White has spent the past four years telling Parent Teacher Organizations and anyone else who would listen that Oklahoma should not implement Common Core, the education standards that most of the country adopted in 2010.

She hasn’t been working alone. “Our organization is made up of a board that just consists of four of us moms basically,” White says, referring to her cohorts Julia Seay, Lynn Habluetzel, and Joy Collins. “We have bankrolled the whole thing out of our poor husbands’ bank accounts.”

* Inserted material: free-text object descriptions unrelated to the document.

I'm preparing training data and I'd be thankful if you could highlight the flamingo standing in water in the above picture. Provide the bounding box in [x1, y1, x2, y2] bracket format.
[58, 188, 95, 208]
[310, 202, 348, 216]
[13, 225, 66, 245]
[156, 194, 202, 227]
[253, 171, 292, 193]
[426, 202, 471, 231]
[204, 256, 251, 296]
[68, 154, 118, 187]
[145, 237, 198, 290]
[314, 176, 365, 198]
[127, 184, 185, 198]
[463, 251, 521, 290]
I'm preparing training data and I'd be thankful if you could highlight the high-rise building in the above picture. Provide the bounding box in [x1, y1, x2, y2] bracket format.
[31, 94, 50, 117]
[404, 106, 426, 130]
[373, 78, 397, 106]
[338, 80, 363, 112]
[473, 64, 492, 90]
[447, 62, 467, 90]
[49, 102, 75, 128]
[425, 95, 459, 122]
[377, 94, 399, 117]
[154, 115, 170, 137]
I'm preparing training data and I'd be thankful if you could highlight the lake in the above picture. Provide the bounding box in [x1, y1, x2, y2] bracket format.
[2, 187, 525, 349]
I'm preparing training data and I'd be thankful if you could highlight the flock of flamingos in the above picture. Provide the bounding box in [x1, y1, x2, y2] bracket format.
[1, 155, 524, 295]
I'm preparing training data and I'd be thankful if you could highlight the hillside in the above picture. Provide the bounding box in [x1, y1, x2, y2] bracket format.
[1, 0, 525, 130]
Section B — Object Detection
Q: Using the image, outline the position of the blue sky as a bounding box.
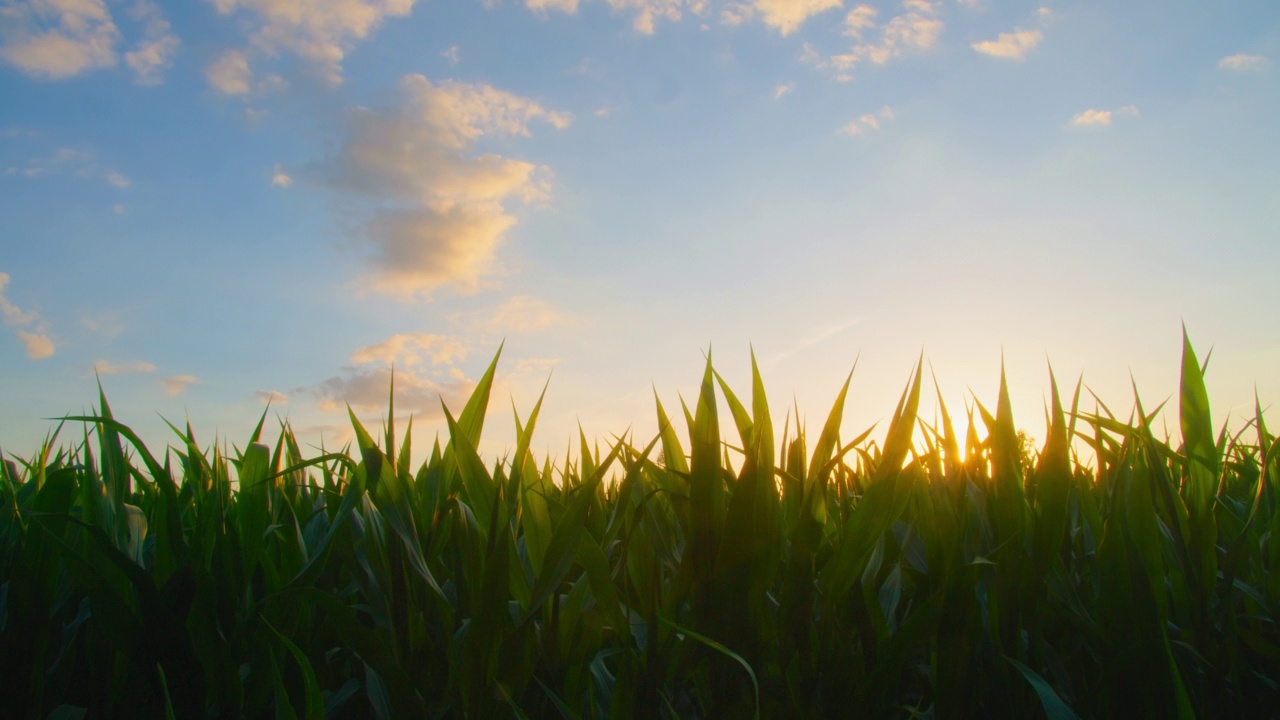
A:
[1,0,1277,463]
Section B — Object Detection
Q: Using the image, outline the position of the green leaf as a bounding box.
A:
[263,619,324,720]
[1006,656,1081,720]
[660,616,760,720]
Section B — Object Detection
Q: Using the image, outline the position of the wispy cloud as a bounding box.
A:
[162,374,199,396]
[349,333,467,367]
[527,0,579,16]
[15,331,54,359]
[208,0,420,85]
[92,359,157,375]
[0,0,119,79]
[804,1,942,82]
[0,272,54,359]
[1070,109,1111,126]
[0,0,177,83]
[971,28,1042,60]
[721,0,842,36]
[5,147,129,188]
[206,49,252,95]
[322,74,571,298]
[1070,104,1137,128]
[440,45,459,65]
[839,105,895,136]
[774,81,795,99]
[458,295,561,335]
[123,0,179,85]
[312,333,474,415]
[1218,54,1270,72]
[255,389,289,405]
[272,164,292,187]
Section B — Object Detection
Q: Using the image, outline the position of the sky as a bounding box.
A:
[1,0,1277,468]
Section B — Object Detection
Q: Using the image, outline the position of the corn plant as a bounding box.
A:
[0,331,1276,718]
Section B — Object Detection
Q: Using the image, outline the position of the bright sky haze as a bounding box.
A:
[1,0,1277,462]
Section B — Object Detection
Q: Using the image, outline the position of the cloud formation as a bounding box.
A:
[1070,104,1137,128]
[324,74,571,298]
[5,147,129,188]
[272,164,292,187]
[722,0,842,36]
[804,0,942,81]
[312,333,475,415]
[605,0,696,34]
[527,0,579,15]
[348,333,466,366]
[1218,54,1269,72]
[255,389,289,404]
[472,295,560,334]
[839,105,894,135]
[0,0,177,83]
[0,0,119,79]
[971,28,1041,60]
[92,359,158,375]
[162,374,199,396]
[206,49,252,95]
[123,0,179,85]
[0,272,54,359]
[208,0,418,85]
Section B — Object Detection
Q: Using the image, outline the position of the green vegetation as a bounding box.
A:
[1,332,1277,718]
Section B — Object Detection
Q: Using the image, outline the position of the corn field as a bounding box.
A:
[1,332,1277,718]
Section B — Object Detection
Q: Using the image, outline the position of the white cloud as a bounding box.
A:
[92,358,157,375]
[314,364,474,415]
[774,81,794,99]
[1070,108,1110,126]
[1070,105,1137,128]
[349,332,466,367]
[594,107,612,118]
[842,4,876,36]
[363,203,518,295]
[971,28,1042,60]
[1218,54,1269,72]
[725,0,843,36]
[123,0,178,85]
[6,146,130,187]
[512,357,558,376]
[272,163,292,187]
[313,334,475,416]
[720,2,751,26]
[206,49,252,95]
[440,44,459,64]
[527,0,578,15]
[807,1,941,81]
[16,330,54,359]
[839,105,894,135]
[0,0,120,79]
[475,295,560,334]
[208,0,419,85]
[0,273,37,325]
[1,272,54,359]
[602,0,691,34]
[255,389,289,404]
[324,74,571,298]
[162,374,199,396]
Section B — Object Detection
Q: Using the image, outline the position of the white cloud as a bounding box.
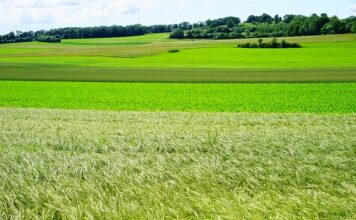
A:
[20,13,55,24]
[349,4,356,14]
[0,0,192,27]
[0,0,352,34]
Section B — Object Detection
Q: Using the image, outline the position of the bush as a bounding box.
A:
[37,35,61,43]
[185,31,193,39]
[168,49,180,53]
[238,39,301,48]
[0,37,32,44]
[214,32,229,39]
[280,40,301,48]
[169,29,185,39]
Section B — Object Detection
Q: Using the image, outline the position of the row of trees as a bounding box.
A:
[1,13,355,44]
[0,24,167,44]
[37,35,61,43]
[170,14,356,39]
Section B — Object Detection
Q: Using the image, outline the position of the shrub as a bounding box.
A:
[168,49,180,53]
[0,37,32,44]
[169,29,185,39]
[214,32,229,39]
[280,40,301,48]
[37,35,61,43]
[237,38,301,48]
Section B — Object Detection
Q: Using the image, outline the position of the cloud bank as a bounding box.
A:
[0,0,353,34]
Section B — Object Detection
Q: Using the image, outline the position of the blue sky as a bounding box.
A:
[0,0,355,34]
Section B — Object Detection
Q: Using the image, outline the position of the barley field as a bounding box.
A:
[1,108,355,219]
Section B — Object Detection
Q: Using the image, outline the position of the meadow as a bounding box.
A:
[0,33,355,82]
[0,33,355,219]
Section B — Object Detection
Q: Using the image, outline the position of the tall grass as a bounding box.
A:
[0,108,355,219]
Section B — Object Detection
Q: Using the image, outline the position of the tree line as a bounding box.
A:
[0,24,164,44]
[0,13,355,44]
[170,13,356,39]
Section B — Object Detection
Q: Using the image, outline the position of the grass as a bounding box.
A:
[0,81,355,113]
[1,42,355,69]
[0,108,355,219]
[0,34,355,82]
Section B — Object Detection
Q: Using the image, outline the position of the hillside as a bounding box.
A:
[0,33,355,82]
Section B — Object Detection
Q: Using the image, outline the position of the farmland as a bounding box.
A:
[0,33,355,82]
[0,81,355,113]
[0,33,355,219]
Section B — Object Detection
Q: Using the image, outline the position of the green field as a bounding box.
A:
[0,33,355,219]
[0,81,355,113]
[2,42,355,69]
[0,33,355,82]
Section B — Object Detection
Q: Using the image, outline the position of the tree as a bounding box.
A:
[170,29,185,39]
[227,20,235,28]
[37,35,61,43]
[321,23,335,34]
[8,32,15,40]
[229,32,239,39]
[214,32,229,39]
[287,16,305,36]
[225,17,241,25]
[283,14,295,23]
[274,15,282,23]
[185,31,193,39]
[307,14,329,35]
[352,21,356,33]
[329,16,342,33]
[259,13,273,23]
[216,26,230,33]
[178,22,192,30]
[247,15,258,23]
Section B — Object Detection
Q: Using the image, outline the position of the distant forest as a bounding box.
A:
[0,13,355,44]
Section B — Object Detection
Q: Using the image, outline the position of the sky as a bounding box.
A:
[0,0,355,34]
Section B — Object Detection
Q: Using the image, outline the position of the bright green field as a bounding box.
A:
[0,33,355,82]
[0,81,355,113]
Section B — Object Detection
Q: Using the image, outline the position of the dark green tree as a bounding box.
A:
[170,29,185,39]
[227,20,235,28]
[247,15,258,23]
[352,21,356,33]
[321,23,335,34]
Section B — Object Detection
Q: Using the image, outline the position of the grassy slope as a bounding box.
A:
[0,34,355,82]
[1,108,355,219]
[0,81,355,113]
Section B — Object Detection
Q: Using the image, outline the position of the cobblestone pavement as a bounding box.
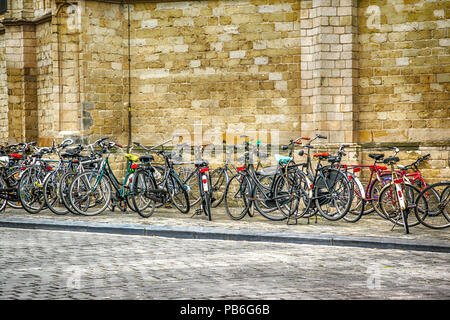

Ask anyone in Oklahoma politics who they think led the successful fight to repeal Common Core — Governor Mary Fallin signed the repeal into law on June 5 — and they’ll tell you that the story starts with this foursome. White served as the writer and spokeswoman for the group, which operates under the auspices of their LLC, Restore Oklahoma’s Public Education (ROPE). Together, the women have spent the past four years talking to Republican-party leaders, attending conservative conferences, and lobbying state legislators. Most of all, though, they cultivated a grassroots political movement against Common Core that overcame a bipartisan coalition ranging from the Department of Education to the Chamber of Commerce. By May 2014, a poll conducted on behalf of a Republican candidate showed that 57 percent of likely primary voters held an unfavorable view of the standards while only 9 percent had a favorable view.

In short, the four moms fought the proverbial city hall and won. “Look at Eric Cantor, seriously,” White suggested. “Some guy who had $300,000 beat him. You don’t think that kind of thing is possible when people have had enough?”

Like the immigration issue that contributed to the House majority leader’s loss last week, Common Core finds favor among political elites on both sides of the aisle and gets little affection from the conservative GOP base. White’s analogy to Cantor’s surprising defeat is also apt because the backlash against Common Core grew while the political class had its attention elsewhere.